Rating: ![1 stars](http://www.reviewfocus.com/images/stars-1-0.gif) Summary: Pilgrim's Progress for the New Ager Review: The Celestine Prophecy is a loopy exercise in paranoid amiability. It's simplicity and sincerity remind me of Mozart's The Magic Flute. The bromides and "insights" are the point here, certainly not the storytelling which is execrable, or the plotting which is risible.
Rating: ![5 stars](http://www.reviewfocus.com/images/stars-5-0.gif) Summary: WHEN THE STUDENT IS READY THE TEACHER WILL COME Review: It's sad to read the reviews of those who turned the pages of this wonderful book but obviously failed to READ it. There is wisdom here. Redfield has coupled Indiana Jones with a gang of Greek philosophers. I believe that his chapter on the value of scientific method is right on target and lampoons some of the overblown aspects of our modern world. There is food for thought here for all of us who yearn for more out of life than mundane worldly existence.
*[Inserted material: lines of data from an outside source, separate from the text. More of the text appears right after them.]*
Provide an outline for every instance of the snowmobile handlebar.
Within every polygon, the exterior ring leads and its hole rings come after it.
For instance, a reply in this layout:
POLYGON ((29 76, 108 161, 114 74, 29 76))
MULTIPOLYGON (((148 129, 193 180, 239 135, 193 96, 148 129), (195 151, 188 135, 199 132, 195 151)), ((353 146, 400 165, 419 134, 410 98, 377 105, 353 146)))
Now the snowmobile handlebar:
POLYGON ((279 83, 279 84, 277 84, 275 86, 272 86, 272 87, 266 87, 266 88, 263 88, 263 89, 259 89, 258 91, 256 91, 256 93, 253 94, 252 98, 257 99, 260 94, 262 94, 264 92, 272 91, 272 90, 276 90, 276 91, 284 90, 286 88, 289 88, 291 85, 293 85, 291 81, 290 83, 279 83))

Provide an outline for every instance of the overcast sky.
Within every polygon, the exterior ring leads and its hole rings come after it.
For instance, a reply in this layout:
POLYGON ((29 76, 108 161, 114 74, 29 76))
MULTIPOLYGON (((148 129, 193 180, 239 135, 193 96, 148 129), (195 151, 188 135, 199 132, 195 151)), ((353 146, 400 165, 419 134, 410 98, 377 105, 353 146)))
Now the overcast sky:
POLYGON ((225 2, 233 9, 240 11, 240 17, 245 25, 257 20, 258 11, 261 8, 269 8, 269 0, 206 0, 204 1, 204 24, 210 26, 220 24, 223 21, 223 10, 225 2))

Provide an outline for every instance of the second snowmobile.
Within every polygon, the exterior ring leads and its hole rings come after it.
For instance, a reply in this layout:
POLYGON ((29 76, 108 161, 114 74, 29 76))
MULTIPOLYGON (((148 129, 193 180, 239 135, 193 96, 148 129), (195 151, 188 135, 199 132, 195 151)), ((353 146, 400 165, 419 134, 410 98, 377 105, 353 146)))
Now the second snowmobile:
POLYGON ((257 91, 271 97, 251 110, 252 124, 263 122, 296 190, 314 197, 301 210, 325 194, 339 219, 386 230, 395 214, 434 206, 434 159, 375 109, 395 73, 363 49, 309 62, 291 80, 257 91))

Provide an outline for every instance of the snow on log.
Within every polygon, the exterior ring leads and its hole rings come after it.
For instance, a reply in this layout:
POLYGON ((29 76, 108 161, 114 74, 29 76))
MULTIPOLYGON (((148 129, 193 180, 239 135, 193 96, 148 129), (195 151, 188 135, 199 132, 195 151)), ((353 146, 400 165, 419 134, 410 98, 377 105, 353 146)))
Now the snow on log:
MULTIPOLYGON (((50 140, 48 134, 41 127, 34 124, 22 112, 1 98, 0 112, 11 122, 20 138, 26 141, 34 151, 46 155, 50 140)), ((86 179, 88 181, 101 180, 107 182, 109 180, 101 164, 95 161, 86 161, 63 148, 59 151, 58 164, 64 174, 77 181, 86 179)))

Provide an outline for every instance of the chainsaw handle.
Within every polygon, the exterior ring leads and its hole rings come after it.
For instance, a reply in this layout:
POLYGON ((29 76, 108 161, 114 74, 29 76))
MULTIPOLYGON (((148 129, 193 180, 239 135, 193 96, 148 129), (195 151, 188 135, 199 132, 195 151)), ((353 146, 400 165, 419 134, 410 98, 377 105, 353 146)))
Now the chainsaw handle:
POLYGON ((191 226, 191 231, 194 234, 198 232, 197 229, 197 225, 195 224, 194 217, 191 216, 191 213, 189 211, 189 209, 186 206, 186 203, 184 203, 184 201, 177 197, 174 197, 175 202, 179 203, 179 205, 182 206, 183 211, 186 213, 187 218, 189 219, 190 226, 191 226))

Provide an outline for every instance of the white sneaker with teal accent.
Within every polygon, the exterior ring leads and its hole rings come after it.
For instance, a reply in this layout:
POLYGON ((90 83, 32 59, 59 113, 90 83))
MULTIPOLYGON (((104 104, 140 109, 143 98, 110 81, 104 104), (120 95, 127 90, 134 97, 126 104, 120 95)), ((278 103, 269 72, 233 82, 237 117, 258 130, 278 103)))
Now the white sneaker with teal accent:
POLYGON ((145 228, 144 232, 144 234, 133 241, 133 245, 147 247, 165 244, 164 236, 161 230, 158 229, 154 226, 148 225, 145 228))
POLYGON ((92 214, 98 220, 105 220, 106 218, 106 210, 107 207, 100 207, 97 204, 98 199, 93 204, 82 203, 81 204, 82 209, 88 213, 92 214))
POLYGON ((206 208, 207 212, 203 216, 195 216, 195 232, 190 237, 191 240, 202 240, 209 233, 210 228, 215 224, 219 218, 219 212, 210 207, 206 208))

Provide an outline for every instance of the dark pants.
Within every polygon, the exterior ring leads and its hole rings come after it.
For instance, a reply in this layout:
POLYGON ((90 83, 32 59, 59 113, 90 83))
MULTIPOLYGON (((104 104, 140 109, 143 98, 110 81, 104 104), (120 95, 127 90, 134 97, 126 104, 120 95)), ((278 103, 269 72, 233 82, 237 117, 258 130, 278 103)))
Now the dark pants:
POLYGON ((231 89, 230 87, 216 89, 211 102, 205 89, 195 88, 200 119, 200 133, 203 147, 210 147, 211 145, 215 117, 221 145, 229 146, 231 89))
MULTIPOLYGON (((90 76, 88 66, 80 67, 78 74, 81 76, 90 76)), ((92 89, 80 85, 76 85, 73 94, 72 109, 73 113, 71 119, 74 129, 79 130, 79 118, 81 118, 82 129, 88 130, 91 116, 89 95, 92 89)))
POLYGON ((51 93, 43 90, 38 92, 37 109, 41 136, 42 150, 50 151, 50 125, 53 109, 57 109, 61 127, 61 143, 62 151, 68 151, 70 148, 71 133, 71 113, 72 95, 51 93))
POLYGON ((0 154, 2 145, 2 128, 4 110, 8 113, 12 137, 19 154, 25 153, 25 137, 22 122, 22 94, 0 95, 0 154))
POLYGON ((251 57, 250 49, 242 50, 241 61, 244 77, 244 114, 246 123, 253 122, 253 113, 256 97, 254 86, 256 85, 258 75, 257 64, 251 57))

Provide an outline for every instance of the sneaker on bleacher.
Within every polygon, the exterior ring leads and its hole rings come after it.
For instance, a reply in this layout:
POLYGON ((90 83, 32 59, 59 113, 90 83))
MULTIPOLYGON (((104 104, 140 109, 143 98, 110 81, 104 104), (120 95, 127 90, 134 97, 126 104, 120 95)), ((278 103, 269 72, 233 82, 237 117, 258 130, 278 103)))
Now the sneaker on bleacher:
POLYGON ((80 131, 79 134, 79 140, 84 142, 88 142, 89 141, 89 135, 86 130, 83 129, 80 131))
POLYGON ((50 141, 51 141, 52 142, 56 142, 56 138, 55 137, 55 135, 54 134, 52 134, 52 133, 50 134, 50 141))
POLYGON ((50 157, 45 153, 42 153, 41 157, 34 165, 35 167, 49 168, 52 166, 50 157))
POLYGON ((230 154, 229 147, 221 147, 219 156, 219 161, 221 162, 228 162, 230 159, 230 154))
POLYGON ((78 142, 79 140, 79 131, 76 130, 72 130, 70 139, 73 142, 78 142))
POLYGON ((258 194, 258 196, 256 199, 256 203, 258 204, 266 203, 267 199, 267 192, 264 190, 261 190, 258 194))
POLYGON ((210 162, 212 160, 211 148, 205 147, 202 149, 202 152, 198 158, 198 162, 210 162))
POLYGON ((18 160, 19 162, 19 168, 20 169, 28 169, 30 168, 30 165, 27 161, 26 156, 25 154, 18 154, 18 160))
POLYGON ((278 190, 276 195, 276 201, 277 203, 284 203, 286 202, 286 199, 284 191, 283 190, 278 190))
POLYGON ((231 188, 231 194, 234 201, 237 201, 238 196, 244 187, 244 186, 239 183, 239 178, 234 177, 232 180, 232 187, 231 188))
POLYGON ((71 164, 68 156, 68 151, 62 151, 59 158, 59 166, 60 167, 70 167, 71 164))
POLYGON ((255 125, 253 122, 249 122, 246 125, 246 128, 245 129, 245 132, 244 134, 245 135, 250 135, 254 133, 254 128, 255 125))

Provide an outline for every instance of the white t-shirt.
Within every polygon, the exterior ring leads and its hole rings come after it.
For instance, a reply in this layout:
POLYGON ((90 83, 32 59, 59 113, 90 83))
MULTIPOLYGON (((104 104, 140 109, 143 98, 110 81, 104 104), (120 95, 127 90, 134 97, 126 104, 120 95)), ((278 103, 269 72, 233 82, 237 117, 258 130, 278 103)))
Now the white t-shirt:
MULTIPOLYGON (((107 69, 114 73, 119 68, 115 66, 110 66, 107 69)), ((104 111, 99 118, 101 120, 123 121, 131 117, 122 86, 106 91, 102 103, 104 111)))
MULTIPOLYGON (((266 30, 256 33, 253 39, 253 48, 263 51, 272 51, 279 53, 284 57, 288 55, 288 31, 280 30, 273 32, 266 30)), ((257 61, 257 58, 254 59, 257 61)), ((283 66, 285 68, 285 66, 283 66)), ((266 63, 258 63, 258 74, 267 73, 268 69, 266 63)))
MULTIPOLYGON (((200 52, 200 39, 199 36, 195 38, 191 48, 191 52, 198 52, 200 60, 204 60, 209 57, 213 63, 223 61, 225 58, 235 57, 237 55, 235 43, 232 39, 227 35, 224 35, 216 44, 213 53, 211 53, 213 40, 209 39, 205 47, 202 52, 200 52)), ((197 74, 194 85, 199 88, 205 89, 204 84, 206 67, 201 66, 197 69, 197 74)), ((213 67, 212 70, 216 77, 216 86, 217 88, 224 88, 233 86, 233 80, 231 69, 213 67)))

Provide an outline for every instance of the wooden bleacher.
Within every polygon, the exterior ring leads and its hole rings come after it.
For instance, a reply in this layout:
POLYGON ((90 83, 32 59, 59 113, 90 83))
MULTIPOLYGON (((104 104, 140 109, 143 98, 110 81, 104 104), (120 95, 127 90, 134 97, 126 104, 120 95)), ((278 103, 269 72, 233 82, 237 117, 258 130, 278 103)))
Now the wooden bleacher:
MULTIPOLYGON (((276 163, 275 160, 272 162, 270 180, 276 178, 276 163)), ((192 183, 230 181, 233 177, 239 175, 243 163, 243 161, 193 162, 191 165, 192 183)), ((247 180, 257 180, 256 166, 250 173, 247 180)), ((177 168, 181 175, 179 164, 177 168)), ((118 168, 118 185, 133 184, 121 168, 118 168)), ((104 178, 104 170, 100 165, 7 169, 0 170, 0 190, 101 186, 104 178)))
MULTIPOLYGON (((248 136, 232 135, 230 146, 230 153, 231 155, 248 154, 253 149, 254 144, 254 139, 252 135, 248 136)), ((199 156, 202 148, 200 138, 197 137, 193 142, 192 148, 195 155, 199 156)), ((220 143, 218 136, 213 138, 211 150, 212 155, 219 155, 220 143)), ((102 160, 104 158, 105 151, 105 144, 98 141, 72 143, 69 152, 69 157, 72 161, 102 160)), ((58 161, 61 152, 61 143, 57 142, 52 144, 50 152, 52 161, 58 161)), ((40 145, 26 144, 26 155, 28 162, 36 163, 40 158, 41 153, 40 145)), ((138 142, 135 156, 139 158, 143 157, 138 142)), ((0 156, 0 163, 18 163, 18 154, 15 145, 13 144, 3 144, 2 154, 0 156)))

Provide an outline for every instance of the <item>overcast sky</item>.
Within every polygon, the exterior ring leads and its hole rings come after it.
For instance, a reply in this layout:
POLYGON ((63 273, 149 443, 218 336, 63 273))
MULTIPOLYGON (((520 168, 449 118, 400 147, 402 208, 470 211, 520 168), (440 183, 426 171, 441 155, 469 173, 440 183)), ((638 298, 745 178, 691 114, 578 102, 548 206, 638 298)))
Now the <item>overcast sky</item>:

Read it with an open mind and light heart for best results.
Rating: ![4 stars](http://www.reviewfocus.com/images/stars-4-0.gif) Summary: Great Read!! Review: I thought that this book was great. It takes a really closed-minded person not to be able to appreciate its content. Redfield has written a book that is both easy to read and can make sense if you allow yourself to think. The fact that a coincidence is never really a coincidence is so true. If you think about all the times you have run into an old friend and something material comes out of this "chance" meeting, things start to make sense. The book takes clear direction after a slightly slow beginning, but was so enthralling that I finished it in a week. It was great! Even if you read it and don't like it, you will pick up some interesting little tidbits of information.
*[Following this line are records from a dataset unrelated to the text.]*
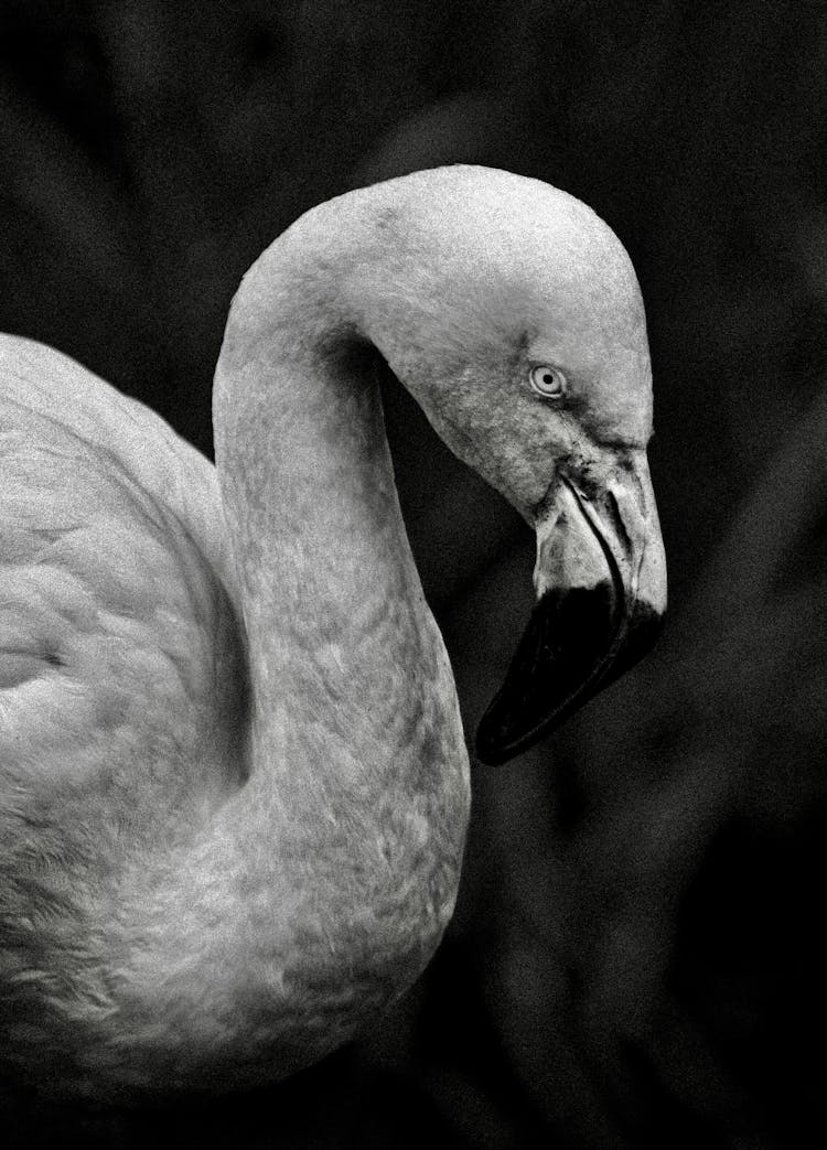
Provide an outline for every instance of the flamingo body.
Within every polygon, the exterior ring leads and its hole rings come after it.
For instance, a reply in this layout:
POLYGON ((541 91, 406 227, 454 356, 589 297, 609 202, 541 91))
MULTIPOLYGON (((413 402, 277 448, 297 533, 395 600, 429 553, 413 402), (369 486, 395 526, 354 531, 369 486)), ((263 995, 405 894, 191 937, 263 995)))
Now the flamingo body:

Rating: ![1 stars](http://www.reviewfocus.com/images/stars-1-0.gif) Summary: New Age mind candy par excellence. Review: Mr Redfield has succeeded in giving the smug intellectual and yuppie crowd the kind of mind candy upon which they thrive. His book steps in to fill the void formerly occupied by common sense and religious conviction in the lives of the above mentioned group. He is to be commended for writing an entertaining book. One should not take it for more than what it is. An adventure story. F. Laureano
Rating: ![1 stars](http://www.reviewfocus.com/images/stars-1-0.gif) Summary: A jumbled mess of low caliber Review: This book was recommended by a friend whose opinion I value highly, so I had high hopes for it. This book can be taken in a number of different ways. Unfortunately, most of them fail. If you take it as a fiction adventure, it is third rate, at best, with lame prose that appears to be cranked out by a sixth grader for a creative writing assignment, and a plot that is so full of cliches that it is laughable. The characters are monotonous and underdeveloped. They are, in fact, interchangeable. If you take it as science fiction, it falls short of the type of well-developed, rich world that we've come to expect from the genre. If you take it as a literal description of the world -- an interpretation it tries to encourage by throwing in little bits of nearly correct science -- well, it's just plain kooky, with too much new age mumbo jumbo to be taken seriously. The book spends significant time trying to convince us of the importance of coincidences, without pondering the real question of how many similar events go unnoticed because they don't fit our notion of what a coincidence should be. And all the talk of visible energy is too silly to tolerate. If you take the book as a metaphor for personal interactions, it seems to have a little bit of merit, but if that is the point of the book, why wrap all the other garbage around it? If you want a practical book on personal interaction with similar themes, and without all the new age silliness, read "How To Make Love All The Time" by Barbara De Angelis. And if you need an excuse to appreciate the beauty of life more,just go out and do it, and put the juvenile fiction away. Overall, there doesn't seem to be a point to reading this book.